This post originally appeared at the Center for Strategic and International Studies:
The United States has now been actively at war with terrorism movements since 2001. Throughout that time, it has struggled to find ways to develop some form of meaningful strategy, measure its progress, and give that progress some degree of transparency and credibility to the Congress, the American people and our strategic partners, and the media.
So far, its success has been erratic at best. On most occasions, the U.S. has issued policy statements that set broad goals, but did not really amount to a strategy.
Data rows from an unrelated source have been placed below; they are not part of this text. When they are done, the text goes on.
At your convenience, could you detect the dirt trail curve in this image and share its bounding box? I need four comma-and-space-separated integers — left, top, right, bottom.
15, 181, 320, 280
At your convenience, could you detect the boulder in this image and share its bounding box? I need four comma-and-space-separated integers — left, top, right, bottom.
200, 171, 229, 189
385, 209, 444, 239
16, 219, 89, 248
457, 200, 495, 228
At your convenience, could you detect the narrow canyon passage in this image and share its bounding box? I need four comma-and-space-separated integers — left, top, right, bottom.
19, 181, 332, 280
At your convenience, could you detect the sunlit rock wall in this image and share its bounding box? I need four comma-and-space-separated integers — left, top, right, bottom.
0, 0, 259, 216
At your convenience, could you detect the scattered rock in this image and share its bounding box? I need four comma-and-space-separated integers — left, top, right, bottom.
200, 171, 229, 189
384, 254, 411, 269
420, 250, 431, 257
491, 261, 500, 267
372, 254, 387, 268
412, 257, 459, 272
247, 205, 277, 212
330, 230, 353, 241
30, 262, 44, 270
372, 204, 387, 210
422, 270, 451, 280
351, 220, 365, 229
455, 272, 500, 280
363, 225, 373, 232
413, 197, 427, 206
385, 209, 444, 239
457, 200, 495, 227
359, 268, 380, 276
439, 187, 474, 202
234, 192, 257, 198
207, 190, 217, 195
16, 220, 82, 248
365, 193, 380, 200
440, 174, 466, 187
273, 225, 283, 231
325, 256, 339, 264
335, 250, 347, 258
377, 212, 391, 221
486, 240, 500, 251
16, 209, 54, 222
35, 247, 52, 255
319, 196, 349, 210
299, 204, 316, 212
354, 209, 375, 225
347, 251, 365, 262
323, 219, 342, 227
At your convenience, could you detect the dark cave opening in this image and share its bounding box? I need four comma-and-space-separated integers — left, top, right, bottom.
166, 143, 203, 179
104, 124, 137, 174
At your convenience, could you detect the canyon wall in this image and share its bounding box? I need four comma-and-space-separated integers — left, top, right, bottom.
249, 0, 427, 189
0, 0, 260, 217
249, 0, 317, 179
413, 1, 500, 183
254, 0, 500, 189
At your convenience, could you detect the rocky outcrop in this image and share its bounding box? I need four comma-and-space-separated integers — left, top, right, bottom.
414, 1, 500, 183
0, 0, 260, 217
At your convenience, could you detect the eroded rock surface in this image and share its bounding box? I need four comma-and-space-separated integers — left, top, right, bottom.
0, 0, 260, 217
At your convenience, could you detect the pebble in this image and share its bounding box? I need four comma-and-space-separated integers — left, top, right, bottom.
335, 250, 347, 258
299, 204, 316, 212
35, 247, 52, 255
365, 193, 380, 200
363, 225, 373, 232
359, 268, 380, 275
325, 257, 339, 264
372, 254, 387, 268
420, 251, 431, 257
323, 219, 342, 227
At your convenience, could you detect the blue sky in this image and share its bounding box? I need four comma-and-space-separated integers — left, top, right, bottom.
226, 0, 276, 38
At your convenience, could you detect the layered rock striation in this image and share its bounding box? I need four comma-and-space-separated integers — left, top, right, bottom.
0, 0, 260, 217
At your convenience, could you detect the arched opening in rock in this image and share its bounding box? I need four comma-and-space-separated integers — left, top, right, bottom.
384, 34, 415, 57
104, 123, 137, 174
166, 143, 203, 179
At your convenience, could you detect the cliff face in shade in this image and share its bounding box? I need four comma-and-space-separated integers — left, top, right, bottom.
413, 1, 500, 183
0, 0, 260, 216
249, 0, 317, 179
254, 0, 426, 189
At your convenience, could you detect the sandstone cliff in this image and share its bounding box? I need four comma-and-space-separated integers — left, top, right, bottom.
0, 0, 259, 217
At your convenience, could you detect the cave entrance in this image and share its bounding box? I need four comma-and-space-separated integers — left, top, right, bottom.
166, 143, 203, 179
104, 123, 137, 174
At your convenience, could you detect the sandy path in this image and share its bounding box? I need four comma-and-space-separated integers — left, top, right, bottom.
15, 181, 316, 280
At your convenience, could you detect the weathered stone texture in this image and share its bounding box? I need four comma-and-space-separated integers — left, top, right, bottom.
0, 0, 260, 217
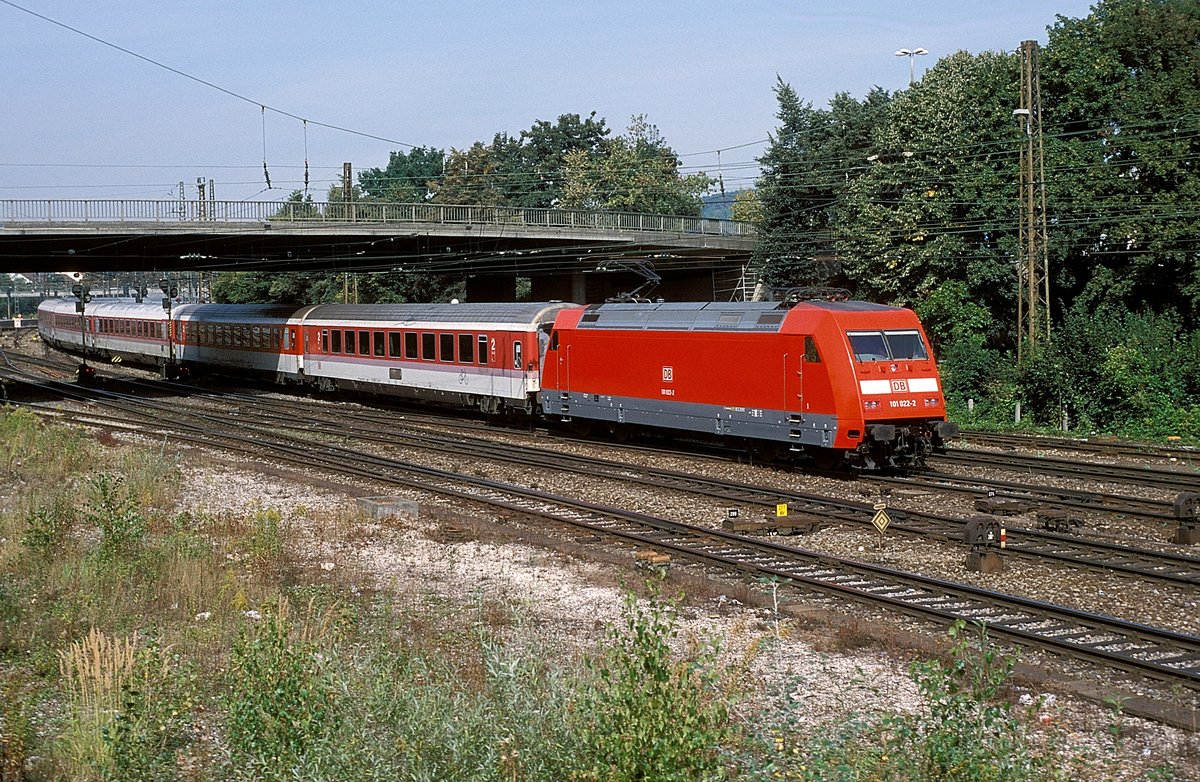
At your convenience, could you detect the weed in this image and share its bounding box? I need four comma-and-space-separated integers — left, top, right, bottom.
84, 473, 148, 564
102, 644, 196, 782
20, 493, 76, 559
58, 627, 138, 778
574, 582, 731, 780
227, 598, 338, 778
245, 507, 286, 572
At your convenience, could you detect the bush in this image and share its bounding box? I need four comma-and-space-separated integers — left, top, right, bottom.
572, 595, 732, 781
102, 644, 196, 782
227, 598, 338, 780
84, 473, 148, 564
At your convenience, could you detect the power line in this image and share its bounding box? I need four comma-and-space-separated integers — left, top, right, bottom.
0, 0, 416, 149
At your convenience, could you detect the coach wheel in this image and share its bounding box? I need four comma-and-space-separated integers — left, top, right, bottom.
566, 419, 592, 437
608, 423, 634, 443
750, 443, 791, 464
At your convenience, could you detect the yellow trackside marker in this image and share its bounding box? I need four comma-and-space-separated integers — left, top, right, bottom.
871, 503, 892, 535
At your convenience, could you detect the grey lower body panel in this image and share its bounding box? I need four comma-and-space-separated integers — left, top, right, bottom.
540, 391, 838, 447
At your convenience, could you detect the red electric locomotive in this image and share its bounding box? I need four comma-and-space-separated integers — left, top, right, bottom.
541, 301, 958, 469
38, 300, 958, 469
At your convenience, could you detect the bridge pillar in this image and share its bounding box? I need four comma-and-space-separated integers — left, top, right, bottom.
529, 271, 589, 305
467, 275, 517, 301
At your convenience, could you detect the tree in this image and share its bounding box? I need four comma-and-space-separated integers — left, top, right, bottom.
431, 142, 505, 206
562, 115, 714, 216
359, 146, 445, 204
514, 112, 610, 207
835, 52, 1019, 313
1042, 0, 1200, 326
271, 190, 320, 221
755, 77, 890, 285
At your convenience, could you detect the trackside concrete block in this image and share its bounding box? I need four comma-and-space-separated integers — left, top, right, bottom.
358, 497, 421, 521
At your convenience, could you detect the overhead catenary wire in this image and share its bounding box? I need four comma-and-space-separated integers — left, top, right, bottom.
262, 106, 271, 190
0, 0, 416, 149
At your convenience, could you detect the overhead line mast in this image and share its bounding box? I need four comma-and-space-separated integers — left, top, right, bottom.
1013, 41, 1050, 362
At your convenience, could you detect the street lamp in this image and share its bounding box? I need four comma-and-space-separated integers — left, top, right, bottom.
158, 277, 179, 379
896, 48, 929, 86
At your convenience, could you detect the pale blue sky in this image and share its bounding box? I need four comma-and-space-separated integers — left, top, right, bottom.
0, 0, 1091, 200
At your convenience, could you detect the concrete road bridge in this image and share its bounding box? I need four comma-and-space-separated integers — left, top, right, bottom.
0, 199, 755, 301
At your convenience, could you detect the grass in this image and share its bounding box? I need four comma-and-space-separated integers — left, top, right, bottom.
0, 409, 1169, 782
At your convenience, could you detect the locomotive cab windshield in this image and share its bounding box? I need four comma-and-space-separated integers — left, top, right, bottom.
846, 329, 929, 363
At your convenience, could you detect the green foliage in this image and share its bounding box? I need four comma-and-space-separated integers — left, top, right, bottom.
102, 644, 196, 782
245, 507, 286, 569
359, 146, 446, 204
83, 473, 148, 564
226, 601, 340, 780
575, 596, 731, 781
562, 115, 713, 216
0, 404, 91, 487
20, 493, 76, 558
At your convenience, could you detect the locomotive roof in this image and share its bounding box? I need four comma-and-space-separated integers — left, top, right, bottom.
305, 301, 578, 324
578, 301, 895, 331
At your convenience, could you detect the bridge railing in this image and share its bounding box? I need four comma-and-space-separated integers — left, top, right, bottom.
0, 199, 755, 236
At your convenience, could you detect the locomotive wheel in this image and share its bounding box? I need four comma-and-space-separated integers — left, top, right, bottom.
804, 445, 846, 471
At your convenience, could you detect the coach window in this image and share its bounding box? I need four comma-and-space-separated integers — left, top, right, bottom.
804, 337, 821, 363
458, 333, 475, 363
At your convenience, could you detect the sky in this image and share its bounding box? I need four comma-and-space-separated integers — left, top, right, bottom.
0, 0, 1091, 200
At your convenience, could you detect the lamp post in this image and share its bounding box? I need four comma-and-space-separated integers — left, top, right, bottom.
896, 47, 929, 86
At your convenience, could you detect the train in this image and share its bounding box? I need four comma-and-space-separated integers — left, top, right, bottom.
38, 292, 958, 469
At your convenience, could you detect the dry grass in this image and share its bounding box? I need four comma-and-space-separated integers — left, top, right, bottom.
59, 627, 138, 710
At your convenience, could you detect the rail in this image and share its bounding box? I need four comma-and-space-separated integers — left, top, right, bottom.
0, 199, 755, 236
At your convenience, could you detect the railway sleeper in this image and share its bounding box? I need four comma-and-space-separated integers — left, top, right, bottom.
1171, 492, 1200, 546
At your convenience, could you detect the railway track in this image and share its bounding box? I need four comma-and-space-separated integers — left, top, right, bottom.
958, 429, 1200, 463
7, 352, 1200, 587
7, 362, 1200, 714
930, 449, 1200, 492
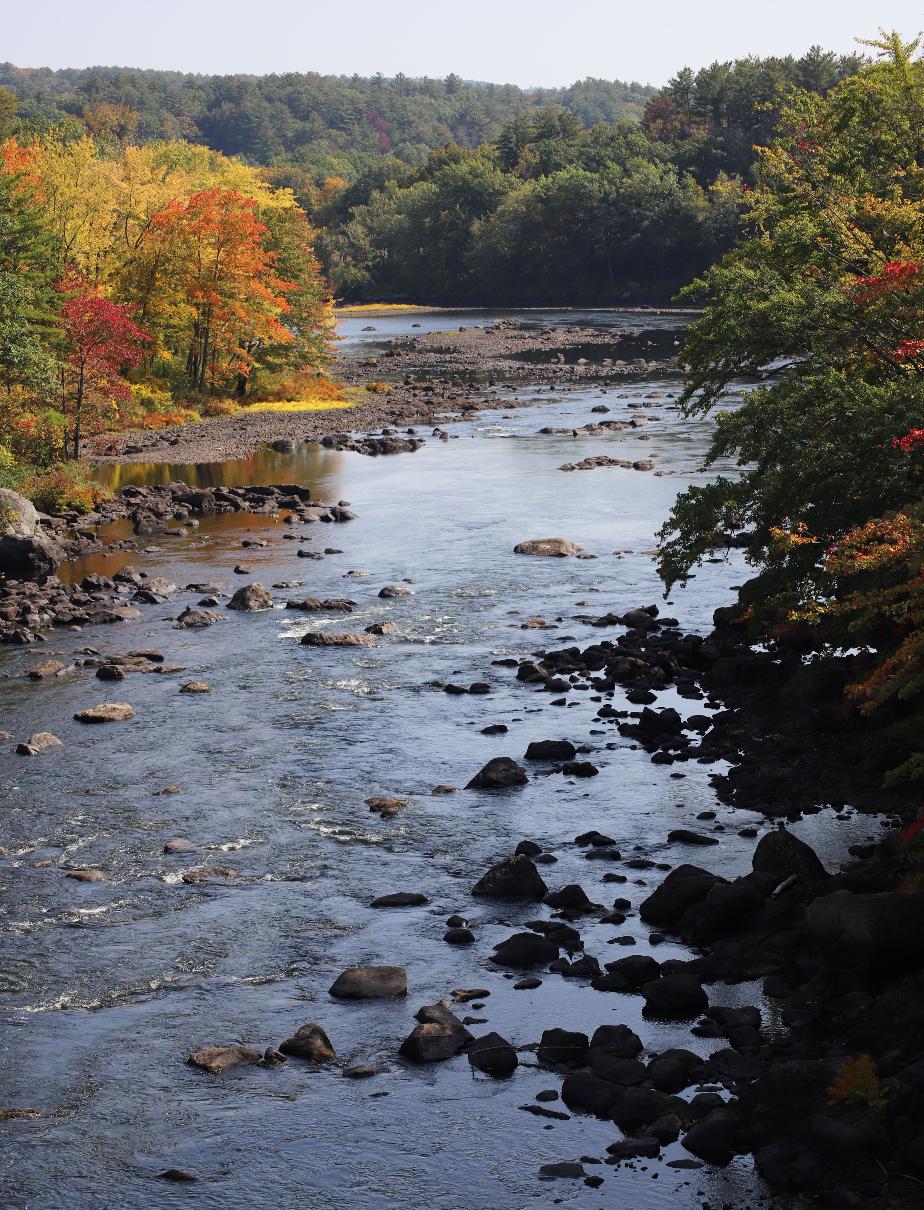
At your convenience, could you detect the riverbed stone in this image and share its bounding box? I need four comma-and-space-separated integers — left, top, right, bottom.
279, 1022, 336, 1062
466, 756, 529, 790
491, 933, 559, 970
466, 1032, 519, 1078
16, 731, 64, 756
74, 702, 134, 722
226, 580, 272, 613
472, 853, 549, 901
186, 1047, 260, 1076
301, 630, 375, 647
330, 967, 408, 999
513, 537, 582, 559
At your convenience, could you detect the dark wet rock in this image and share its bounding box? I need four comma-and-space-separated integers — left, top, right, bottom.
466, 1033, 518, 1077
514, 840, 542, 857
590, 1025, 642, 1059
574, 831, 616, 848
16, 731, 64, 756
492, 933, 559, 970
186, 1047, 260, 1076
400, 1003, 472, 1064
561, 760, 600, 779
549, 953, 600, 979
227, 581, 272, 613
25, 659, 64, 680
472, 853, 549, 901
74, 702, 134, 722
513, 537, 582, 559
639, 865, 724, 928
751, 828, 827, 886
611, 1087, 683, 1133
668, 828, 718, 846
543, 882, 596, 912
180, 681, 212, 693
64, 870, 106, 882
330, 967, 408, 999
682, 1108, 740, 1166
641, 974, 709, 1020
466, 756, 529, 790
301, 630, 374, 647
588, 1047, 651, 1088
536, 1029, 589, 1070
561, 1071, 619, 1118
805, 891, 924, 973
539, 1160, 587, 1180
648, 1048, 703, 1093
370, 891, 429, 908
175, 607, 224, 630
365, 622, 398, 634
163, 836, 196, 853
526, 739, 577, 760
279, 1024, 336, 1062
443, 927, 475, 945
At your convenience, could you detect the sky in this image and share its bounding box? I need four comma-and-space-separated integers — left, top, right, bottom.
7, 0, 924, 87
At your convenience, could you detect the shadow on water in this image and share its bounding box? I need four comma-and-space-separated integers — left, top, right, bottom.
93, 442, 343, 500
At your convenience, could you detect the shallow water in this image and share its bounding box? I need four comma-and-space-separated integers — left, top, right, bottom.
0, 316, 871, 1210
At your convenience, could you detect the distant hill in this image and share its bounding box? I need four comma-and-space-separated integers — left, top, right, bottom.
0, 63, 656, 175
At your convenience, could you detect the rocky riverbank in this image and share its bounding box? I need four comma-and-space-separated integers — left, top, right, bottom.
85, 321, 675, 463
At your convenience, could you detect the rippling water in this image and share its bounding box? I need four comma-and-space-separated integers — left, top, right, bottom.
0, 313, 868, 1210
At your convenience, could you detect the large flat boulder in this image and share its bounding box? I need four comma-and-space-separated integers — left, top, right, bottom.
0, 488, 64, 580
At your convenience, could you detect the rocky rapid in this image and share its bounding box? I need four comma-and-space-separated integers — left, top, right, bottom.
0, 315, 909, 1210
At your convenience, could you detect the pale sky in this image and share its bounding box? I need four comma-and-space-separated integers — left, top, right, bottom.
7, 0, 924, 86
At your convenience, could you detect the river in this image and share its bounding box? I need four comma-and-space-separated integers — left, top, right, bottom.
0, 312, 871, 1210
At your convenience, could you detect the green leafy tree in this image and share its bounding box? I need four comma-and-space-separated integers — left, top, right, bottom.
662, 34, 924, 612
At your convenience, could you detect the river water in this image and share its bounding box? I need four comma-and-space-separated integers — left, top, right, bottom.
0, 312, 870, 1210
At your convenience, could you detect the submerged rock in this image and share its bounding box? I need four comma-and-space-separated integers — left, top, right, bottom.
279, 1024, 336, 1062
330, 967, 408, 999
513, 537, 582, 559
74, 702, 134, 722
226, 581, 272, 613
466, 756, 530, 790
472, 853, 549, 901
186, 1047, 260, 1076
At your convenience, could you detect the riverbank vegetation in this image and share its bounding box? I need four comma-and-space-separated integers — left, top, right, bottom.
662, 34, 924, 776
0, 131, 331, 507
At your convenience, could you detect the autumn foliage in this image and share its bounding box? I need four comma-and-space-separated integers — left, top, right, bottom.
0, 128, 330, 476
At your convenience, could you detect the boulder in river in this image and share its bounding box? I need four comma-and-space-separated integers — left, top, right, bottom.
472, 853, 549, 901
330, 967, 408, 999
301, 630, 374, 647
751, 828, 827, 886
279, 1024, 336, 1062
0, 488, 64, 580
74, 702, 134, 722
466, 1033, 519, 1077
227, 580, 272, 613
513, 537, 582, 559
466, 756, 529, 790
186, 1047, 260, 1076
16, 731, 64, 756
641, 974, 709, 1021
526, 739, 577, 760
370, 891, 429, 908
491, 933, 559, 970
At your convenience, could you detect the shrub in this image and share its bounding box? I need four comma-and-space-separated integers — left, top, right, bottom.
23, 462, 110, 513
827, 1055, 885, 1112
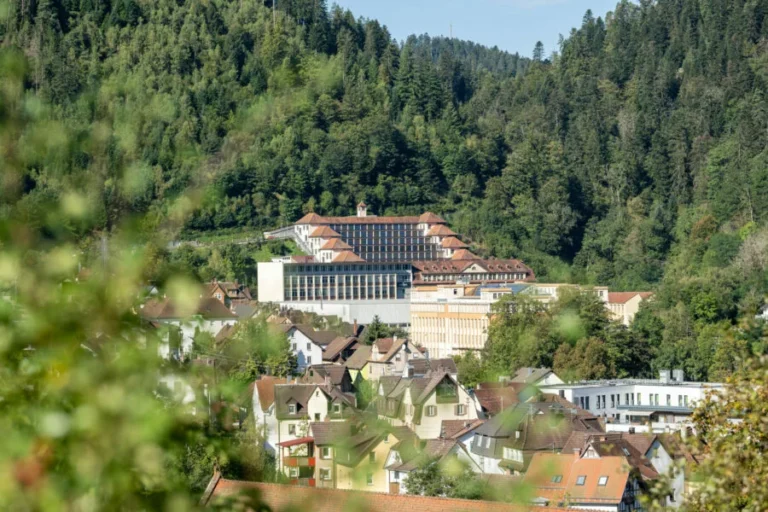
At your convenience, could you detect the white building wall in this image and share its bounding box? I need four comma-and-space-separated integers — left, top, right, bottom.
288, 329, 323, 373
252, 386, 279, 455
274, 296, 410, 325
257, 261, 285, 302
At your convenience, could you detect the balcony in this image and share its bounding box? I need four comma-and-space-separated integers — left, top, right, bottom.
290, 478, 315, 487
283, 456, 315, 468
There was no real assessment of the situation and the reasons for selecting a given course of action, there was no real plan and set of milestones to measure progress by, there were no real details as to the required resources, and any supporting measures of effectiveness have often added up to little more than political justification and spin.
The United States has had particular problems in describing its counterterrorism strategy in Iraq and Syria, and members of Congress have quite correctly called for a far more explicit statement of what U.S. strategy is, its justification, and some measures of effectiveness. On June 17, Defense Secretary Ash Carter and Chairman of the Joint Chiefs of Staff Army Gen. Martin E. Dempsey attempted to respond by outlining the Department of Defense’s counterterrorism strategy in testimony before the House Armed Services Committee.
To put it politely, they failed. In fact, if one grades their efforts by the increasingly partisan standards of todays U.S. politics, Democrats in Congress could at best give them a D minus, Republican no higher grade than an F plus, and any mythical moderate could not go higher than an F.